Although the president and his aides trumpeted the ObamaCare enrollment figures as a success, the administration did not always see those numbers as something to brag about.
In his Rose Garden appearance this week, Obama seemed elated to proclaim "7.1 million Americans have now signed up for private insurance plans through these marketplaces."
But it remains unclear how many of those sign ups have paid premiums in order to be officially enrolled, or how many were previously uninsured.
In addition, even though officials are celebrating the 7 million mark,the White House once minimized numbers twice that large-- the 14 million people in the individual insurance market who were facing cancellations because their policies did not have all the required benefits of ObamaCare.
That created a huge political backlash, in part because the president had promised everyone could keep their plans and doctors "no matter what" -- so the president and his aides played the numbers down as just a small group.
In a news conference last November, Obama portrayed the individual market as a small portion of the insurance market, saying "Keep in mind that the individual market accounts for five percent of the population."
White House spokesman Jay Carney made the same statement repeatedly, including the next day, saying "Five percent of the country (is) in the individual insurance market, a portion of that five percent is affected by the cancellation notices."
Because of the public uproar, Obama asked state officials to allow those policies to be extended.
Twenty-one states, however, including California and New York, flatly refused. California alone had 900,000 individual policies cancelled, adding to a national total of several million.
Doug Holtz-Eakin, former head of the Congressional Budget Office, says "if you look at the 7 million and you shave off the 20 percent who probably haven’t paid, you've got about 5 and a half million people and that's roughly the number of people that were in the individual market and started having their policies cancelled."
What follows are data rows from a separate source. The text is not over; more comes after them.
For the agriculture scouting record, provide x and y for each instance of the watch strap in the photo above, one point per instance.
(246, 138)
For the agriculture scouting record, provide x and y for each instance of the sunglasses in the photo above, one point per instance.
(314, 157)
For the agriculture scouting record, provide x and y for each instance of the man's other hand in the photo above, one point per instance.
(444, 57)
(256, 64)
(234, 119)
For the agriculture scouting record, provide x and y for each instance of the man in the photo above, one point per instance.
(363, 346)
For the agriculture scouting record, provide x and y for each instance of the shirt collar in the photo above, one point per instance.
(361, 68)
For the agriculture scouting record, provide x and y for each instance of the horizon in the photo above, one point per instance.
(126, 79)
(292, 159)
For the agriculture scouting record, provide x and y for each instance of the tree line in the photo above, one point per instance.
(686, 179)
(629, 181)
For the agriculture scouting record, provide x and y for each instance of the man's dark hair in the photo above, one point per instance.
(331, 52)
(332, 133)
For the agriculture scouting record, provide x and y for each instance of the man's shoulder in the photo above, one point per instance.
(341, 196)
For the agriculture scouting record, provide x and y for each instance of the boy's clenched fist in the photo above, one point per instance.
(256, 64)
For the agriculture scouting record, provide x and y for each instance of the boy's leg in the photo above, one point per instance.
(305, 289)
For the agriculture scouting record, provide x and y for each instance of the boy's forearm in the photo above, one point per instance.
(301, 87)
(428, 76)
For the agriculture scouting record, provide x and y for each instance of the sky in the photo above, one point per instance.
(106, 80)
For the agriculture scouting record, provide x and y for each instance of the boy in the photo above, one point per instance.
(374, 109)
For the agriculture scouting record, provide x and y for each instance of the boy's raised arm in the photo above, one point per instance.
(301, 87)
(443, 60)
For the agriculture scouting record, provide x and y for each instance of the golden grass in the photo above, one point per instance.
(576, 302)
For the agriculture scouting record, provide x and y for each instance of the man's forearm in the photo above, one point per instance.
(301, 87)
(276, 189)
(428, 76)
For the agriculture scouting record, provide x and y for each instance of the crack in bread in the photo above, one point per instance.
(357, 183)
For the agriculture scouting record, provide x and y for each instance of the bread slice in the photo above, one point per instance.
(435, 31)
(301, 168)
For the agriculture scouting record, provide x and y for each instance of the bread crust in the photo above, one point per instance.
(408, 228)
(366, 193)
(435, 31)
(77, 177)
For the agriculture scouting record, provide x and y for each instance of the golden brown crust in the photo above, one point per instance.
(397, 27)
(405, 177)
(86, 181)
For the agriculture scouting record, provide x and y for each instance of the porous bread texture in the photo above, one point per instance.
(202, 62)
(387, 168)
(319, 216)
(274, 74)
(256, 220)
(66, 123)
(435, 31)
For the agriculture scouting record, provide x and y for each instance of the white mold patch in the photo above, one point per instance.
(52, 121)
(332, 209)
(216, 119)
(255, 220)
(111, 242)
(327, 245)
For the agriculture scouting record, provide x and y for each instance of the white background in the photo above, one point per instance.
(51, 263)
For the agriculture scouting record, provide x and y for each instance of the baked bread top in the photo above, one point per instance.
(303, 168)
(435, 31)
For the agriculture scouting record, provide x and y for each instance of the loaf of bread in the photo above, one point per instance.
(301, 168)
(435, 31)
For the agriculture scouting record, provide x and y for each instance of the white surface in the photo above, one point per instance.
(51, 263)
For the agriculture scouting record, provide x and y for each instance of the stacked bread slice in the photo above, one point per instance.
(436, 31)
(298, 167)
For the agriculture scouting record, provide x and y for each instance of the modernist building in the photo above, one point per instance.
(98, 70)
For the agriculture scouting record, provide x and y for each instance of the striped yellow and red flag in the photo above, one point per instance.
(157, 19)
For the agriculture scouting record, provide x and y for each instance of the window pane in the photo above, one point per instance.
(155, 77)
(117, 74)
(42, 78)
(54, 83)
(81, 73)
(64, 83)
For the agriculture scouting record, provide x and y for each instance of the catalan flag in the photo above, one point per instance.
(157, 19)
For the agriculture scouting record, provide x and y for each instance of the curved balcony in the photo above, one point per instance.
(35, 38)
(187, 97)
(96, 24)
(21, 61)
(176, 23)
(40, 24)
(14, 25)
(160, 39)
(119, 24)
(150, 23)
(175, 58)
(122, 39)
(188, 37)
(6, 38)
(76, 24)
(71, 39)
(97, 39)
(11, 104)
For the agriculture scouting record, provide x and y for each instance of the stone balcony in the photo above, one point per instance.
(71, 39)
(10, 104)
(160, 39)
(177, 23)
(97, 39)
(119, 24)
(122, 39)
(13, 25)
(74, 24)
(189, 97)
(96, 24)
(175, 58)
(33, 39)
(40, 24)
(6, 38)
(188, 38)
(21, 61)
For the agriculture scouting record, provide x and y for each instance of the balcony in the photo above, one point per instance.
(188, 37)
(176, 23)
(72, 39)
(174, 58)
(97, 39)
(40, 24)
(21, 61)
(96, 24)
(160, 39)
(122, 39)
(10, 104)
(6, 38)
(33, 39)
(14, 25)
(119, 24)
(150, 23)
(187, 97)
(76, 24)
That 20 percent number who don't pay has often been cited by insurance sources. Blue Cross/Blue Shield this week confirmed that up to 20 percent of those enrolled by February 1 still have not paid a premium.
As far as the potential cancellations, Carney referred to the 14 million as a "sliver" of the population, even though it's double the number of current signups.
“You need to look at the 7 million in the context of the U.S. population, and that's about 330 million people," says Dan Mendelson of Avalere Health, a non-partisan consulting and analysis firm. "So, this, this program is going to insure about two percent of the total folks who live in the United States."
So while the administration portrayed that two percent as victory, the five percent facing cancellations was minimized, leading Holtz-Eakin to observe that " it can’t be the case that, you know, five percent is no big deal and signing up two percent is a triumph, those two can’t stand simultaneously."
Some of those who were cancelled were forced into ObamCare, which added to the enrollment numbers, even though they only needed insurance because their policies had been cancelled, not because they were uninsured.